Question

The value of $\sqrt {7 + \sqrt {7 - \sqrt {7 + \sqrt {7 - .....\infty } } } } $ is
A) $5$
B) $2$
C) $3$
D) $4$

Answer 1

Hint: Infinity is used to explain events that are boundless and limitless . If given any function which goes up to infinity then we take it as a variable. After taking it we arrange them and we cut small parts from its beginning then it cannot change its character.

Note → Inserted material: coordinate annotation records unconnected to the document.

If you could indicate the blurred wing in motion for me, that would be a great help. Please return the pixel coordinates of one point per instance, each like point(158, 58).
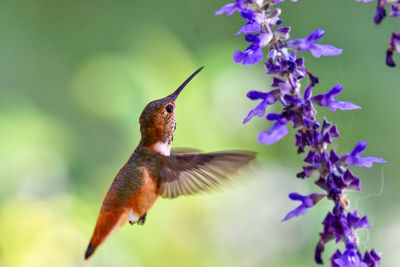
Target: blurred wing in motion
point(190, 173)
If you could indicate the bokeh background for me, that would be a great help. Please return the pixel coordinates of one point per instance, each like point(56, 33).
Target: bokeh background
point(74, 77)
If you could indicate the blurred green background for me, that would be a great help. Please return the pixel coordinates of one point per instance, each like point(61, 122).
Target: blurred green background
point(74, 77)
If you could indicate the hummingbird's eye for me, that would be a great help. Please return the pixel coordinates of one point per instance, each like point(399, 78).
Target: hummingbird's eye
point(169, 108)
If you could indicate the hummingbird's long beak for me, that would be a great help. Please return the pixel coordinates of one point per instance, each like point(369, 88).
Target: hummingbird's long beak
point(175, 94)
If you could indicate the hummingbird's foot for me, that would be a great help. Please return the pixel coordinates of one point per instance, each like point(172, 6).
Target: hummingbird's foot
point(142, 219)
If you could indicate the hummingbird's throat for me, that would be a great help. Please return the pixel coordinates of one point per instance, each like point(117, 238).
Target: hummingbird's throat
point(162, 148)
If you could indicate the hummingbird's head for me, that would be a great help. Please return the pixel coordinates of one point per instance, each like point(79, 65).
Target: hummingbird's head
point(157, 121)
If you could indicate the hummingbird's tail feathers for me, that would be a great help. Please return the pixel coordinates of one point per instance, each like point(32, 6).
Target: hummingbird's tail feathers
point(107, 224)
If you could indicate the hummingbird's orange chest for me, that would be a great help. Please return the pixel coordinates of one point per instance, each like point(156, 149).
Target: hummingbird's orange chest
point(147, 195)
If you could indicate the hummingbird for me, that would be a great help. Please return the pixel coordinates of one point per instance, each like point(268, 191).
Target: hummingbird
point(154, 170)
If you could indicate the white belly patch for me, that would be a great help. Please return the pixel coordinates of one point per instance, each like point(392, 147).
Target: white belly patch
point(162, 148)
point(133, 217)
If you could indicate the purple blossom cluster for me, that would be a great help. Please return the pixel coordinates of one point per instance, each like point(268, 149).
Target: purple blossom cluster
point(265, 34)
point(380, 14)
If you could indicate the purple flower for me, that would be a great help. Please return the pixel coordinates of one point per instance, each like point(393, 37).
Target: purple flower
point(395, 42)
point(328, 100)
point(307, 202)
point(252, 25)
point(372, 258)
point(231, 8)
point(277, 131)
point(350, 258)
point(395, 10)
point(253, 54)
point(380, 13)
point(317, 50)
point(267, 99)
point(299, 108)
point(353, 158)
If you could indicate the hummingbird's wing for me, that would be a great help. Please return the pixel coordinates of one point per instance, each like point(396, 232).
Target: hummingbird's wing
point(183, 150)
point(186, 174)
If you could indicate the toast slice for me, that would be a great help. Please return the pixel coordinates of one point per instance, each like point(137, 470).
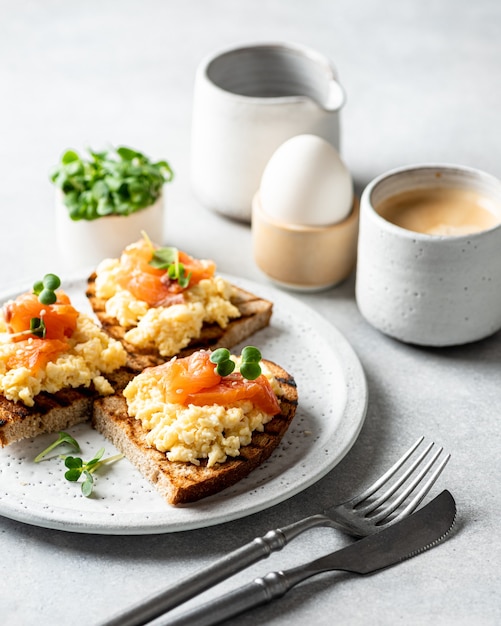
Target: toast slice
point(50, 413)
point(255, 314)
point(181, 483)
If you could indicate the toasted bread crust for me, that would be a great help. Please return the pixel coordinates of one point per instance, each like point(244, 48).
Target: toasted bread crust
point(255, 315)
point(181, 483)
point(50, 413)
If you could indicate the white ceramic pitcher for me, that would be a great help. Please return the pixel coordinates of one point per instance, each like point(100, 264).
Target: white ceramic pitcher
point(247, 102)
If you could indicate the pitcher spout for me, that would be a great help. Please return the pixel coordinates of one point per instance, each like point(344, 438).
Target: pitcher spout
point(335, 97)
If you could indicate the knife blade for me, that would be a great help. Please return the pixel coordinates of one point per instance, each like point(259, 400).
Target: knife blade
point(417, 533)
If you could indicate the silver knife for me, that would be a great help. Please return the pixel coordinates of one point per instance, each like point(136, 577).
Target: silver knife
point(415, 534)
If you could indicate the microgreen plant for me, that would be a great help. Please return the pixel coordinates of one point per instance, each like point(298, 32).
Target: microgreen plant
point(168, 259)
point(249, 364)
point(118, 181)
point(76, 467)
point(45, 289)
point(224, 364)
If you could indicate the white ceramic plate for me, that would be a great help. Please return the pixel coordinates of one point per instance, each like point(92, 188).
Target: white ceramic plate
point(332, 407)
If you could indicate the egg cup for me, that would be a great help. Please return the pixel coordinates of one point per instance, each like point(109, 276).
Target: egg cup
point(304, 258)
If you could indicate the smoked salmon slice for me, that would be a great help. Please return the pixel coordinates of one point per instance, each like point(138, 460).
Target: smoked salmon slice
point(194, 380)
point(34, 353)
point(29, 350)
point(153, 285)
point(60, 318)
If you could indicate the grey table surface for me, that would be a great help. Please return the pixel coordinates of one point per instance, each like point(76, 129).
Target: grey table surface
point(423, 85)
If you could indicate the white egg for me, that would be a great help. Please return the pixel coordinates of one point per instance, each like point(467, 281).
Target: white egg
point(306, 183)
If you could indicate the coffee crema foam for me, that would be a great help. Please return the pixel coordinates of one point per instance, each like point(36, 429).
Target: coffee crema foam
point(441, 211)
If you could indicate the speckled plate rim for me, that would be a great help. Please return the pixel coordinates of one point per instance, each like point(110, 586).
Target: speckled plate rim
point(333, 398)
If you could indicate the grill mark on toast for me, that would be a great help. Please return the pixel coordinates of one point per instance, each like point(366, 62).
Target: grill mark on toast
point(182, 483)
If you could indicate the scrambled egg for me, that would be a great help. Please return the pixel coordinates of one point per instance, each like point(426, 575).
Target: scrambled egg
point(166, 329)
point(92, 353)
point(190, 433)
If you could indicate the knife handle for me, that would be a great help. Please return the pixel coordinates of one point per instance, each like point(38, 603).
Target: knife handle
point(259, 591)
point(235, 561)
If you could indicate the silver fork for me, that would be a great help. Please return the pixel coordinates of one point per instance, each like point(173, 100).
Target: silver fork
point(360, 516)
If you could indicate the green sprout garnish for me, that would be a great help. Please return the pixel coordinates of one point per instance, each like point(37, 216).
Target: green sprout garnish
point(77, 467)
point(249, 365)
point(116, 181)
point(37, 327)
point(168, 259)
point(45, 289)
point(63, 438)
point(225, 365)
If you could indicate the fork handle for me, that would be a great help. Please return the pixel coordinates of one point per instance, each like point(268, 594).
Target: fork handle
point(259, 591)
point(233, 562)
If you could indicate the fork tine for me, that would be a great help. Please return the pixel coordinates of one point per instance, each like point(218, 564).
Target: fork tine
point(386, 476)
point(412, 486)
point(402, 479)
point(416, 501)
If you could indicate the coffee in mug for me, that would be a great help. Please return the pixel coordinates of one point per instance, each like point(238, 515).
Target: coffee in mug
point(429, 262)
point(441, 211)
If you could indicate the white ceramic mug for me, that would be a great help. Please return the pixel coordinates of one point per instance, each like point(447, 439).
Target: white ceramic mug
point(247, 102)
point(429, 289)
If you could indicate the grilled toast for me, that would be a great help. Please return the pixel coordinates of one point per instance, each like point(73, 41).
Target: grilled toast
point(181, 483)
point(255, 314)
point(50, 413)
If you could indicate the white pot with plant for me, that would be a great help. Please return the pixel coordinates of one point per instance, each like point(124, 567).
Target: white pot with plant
point(104, 201)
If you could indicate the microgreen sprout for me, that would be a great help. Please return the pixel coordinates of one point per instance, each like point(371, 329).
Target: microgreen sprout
point(77, 468)
point(37, 327)
point(45, 289)
point(249, 364)
point(168, 259)
point(249, 367)
point(118, 181)
point(62, 438)
point(224, 364)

As example we take \[y = \sqrt {a + \sqrt {a + \sqrt {a + \sqrt {a + .... + \infty } } } } \] , if we cut first one term then the variable cannot change . We also write this as $y = \sqrt {a + y} $ and solve it to get the value .

Complete step by step answer:
First we take the given data i.e., $\sqrt {7 + \sqrt {7 - \sqrt {7 + \sqrt {7 - .....\infty } } } } $
Find the value of this function one by one , that is not possible so we can take $x = \sqrt {7 + \sqrt {7 - \sqrt {7 + \sqrt {7 - .....\infty } } } } $
Now $x = \sqrt {7 + \sqrt {7 - \sqrt {7 + \sqrt {7 - .....\infty } } } } $
Since $x = \sqrt {7 + \sqrt {7 - \sqrt {7 + \sqrt {7 - .....\infty } } } } $ then if we put this after two term that again same because this function goes up to infinity .
$ \Rightarrow x = \sqrt {7 + \sqrt {7 - x} } $
Squaring both sides of the above equation and we get
$ \Rightarrow {x^2} = 7 + \sqrt {7 - x} $
$ \Rightarrow {x^2} - 7 = \sqrt {7 - x} $
Again take square both sides of the above equation and we get
$ \Rightarrow {\left( {{x^2} - 7} \right)^2} = 7 - x$
Use the formula of ${(a - b)^2} = {a^2} - 2ab + {b^2}$ in the above equation and we get
$ \Rightarrow {x^4} - 14{x^2} + 49 - 7 + x = 0$
$ \Rightarrow {x^4} - 14{x^2} + x + 42 = 0$
Use vanishing method in above equation and we get
$ \Rightarrow {x^3}(x - 3) + 3{x^2}(x - 3) - 5x(x - 3) - 14(x - 3) = 0$
$ \Rightarrow (x - 3)({x^3} + 3{x^2} - 5x - 14) = 0$
Again use vanishing method in the above equation and we get
$ \Rightarrow (x - 3)\{ {x^2}(x + 2) + x(x + 2) - 7(x + 2)\} = 0$
$ \Rightarrow (x - 3)(x + 2)({x^2} + x - 7) = 0$
If any product of some function or polynomial equal to zero then we know any one of them equal zero
Use this in the above equation and we get
$ \Rightarrow x - 3 = 0$ or $x + 2 = 0$ or ${x^2} + x - 7 = 0$
Use the formula of Sridhar acharya in above quadratic formula and we get
$ \Rightarrow x = 3$ or $x = - 2$ or $x = \dfrac{{ - 1 \pm \sqrt {{1^2} - 4 \times 1 \times ( - 7)} }}{{2 \times 1}}$
$ \Rightarrow x = 3$ or $x = - 2$ or $x = \dfrac{{ - 1 \pm \sqrt {29} }}{2}$
$ \Rightarrow x = 3$ or $x = - 2$ or $x = \dfrac{{ - 1 + \sqrt {29} }}{2},\dfrac{{ - 1 - \sqrt {29} }}{2}$
We take $x = \sqrt {7 + \sqrt {7 - \sqrt {7 + \sqrt {7 - .....\infty } } } } $ , then we know the value of $x$ is always greater than $\sqrt 7 $ i.e., $x > \sqrt 7 $ .
From above condition we get the value of $x = 3$
$\therefore $ $x=3$. So, Option (C) is correct .

Note:
Formula of Shridhar Acharya for quadratic equation is $x = \dfrac{{ - b \pm \sqrt {{b^2} - 4ac} }}{{2a}}$ , where the quadratic equation is $a{x^2} + bx + c = 0$ . It is also known as the quadratic equation . Vanishing method is a popular method to solve the higher degree polynomial . A constant value like $a$ which satisfies the equation then we take common $(x - a)$ from the given polynomial.